Altra bellissima riflessione tratta da stories di Marco Ragaini (se non lo seguite, correte a farlo!!) riguarda le espressioni e le pose nel ritratto:

Come esseri umani, siamo bravissimi a leggere le espressioni sui volti dei nostri simili. Distinguiamo le espressioni finte da quelle vere, riconosciamo l’imbarazzo in un sorriso che vorrebbe sembrare spontaneo e sentiamo la forza di uno sguardo in cui abita realmente una domanda. Quando guardiamo un ritratto, vediamo soprattutto cosa comunica la persona raffigurata, molto di più di quanto apprezziamo la bellezza formale della foto.

Per questo nei miei lavori di ritratto e di book non mi senterete mai dire “sorridi” o chiedervi una determinata espressione. Tanto meno vi dirò di immaginare situazioni tristi o allegre, di fare viaggi mentali o di recitare una parte. Per me l’espressione che il soggetto avrà in foto deve nascere da ciò che succede sul set e deve riflettere un’emozione reale.

Come durante una conversazione, una sessione di ritratto attraversa diversi momenti e suscita emozioni diverse e autentiche. Di questo dialogo il ritratto è traccia e testimonianza. Il mio compito è di creare e prendermi cura del clima e della relazione per consentire alla persona di essere se stessa. O di essere una parte di sé che magari non conosce ancora.
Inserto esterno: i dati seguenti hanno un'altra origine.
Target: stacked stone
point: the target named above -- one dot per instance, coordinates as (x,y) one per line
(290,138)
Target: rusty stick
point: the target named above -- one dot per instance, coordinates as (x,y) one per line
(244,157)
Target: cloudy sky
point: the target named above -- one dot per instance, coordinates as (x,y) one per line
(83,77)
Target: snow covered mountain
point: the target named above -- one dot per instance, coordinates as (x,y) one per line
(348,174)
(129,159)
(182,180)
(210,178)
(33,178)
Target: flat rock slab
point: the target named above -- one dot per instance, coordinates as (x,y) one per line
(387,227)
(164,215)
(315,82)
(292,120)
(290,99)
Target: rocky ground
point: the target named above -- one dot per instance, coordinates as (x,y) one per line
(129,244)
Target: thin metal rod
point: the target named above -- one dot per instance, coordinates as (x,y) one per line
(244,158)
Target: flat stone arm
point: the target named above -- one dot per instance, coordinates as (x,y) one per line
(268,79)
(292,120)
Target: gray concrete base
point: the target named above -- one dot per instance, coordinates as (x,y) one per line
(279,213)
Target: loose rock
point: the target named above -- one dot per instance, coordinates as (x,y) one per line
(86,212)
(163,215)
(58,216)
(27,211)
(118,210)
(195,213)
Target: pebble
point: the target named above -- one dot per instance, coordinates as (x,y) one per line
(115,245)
Come ci mettiamo “in posa” in una fotografia? La domanda non è banale perché la posizione del corpo non ha solo una funzione estetica o compositiva: dice molto della persona e si riflette in qualche modo anche nell’espressione. Il corpo “sa” interpretare e non solo esprimere una posizione. Così, il fatto di essere in una posa comoda o scomoda, chiusa o aperta, naturale o artificiosa, che ci appartiene o che ci è stata assegnata, influisce molto sul risultato del ritratto.

Personalmente, credo che la posa debba appartenere alla persona che viene ritratta. lo posso dare delle indicazioni compositive legate alla mia sensibilità o alla luce, ma desidero che la persona si riconosca nella posizione che assume, che il suo corpo la senta propria e la esprima al meglio.
La posa, in una sessione di ritratto, evolve come evolve la consapevolezza di sé e il percorso che si sta facendo. Così pian piano la persona si appropria sempre di più di se stessa e si mette in gioco nello spazio, esprimendo ciò che è non solo attraverso l’espressione del viso ma attraverso ogni muscolo.

Su questi punti si potrebbero fare ore di dibattito. Ho avuto esperienza di maestri di fotografia all’opera che guidavano in tutto e per tutto, dirigevano completamente corpo e volto per il raggiungimento del proprio scopo e della propria visione. Altri che lasciavano molto (e in alcuni casi troppo) spazio alla libertà.

A mio avviso, il fotografo dovrebbe innanzi tutto chiarire (chiarirsi) lo scopo. Qual è lo scopo del ritratto? C’è un messaggio che una committenza pretende? C’è un messaggio che tu ti vuoi imporre di dare? Definito ciò, come dico sempre io, si comincia a danzare insieme, verso una direzione. Le facce, le pose, la finzione, la naturalezza, la spontaneità dipende da entrambi. Fotografo e fotografato. L’abilità del fotografo nel condurre, e la fiducia del fotografato. La relazione che si crea tra i due e che plasma viso e corpo. Ecco forse la chiave è proprio questa, in gran parte.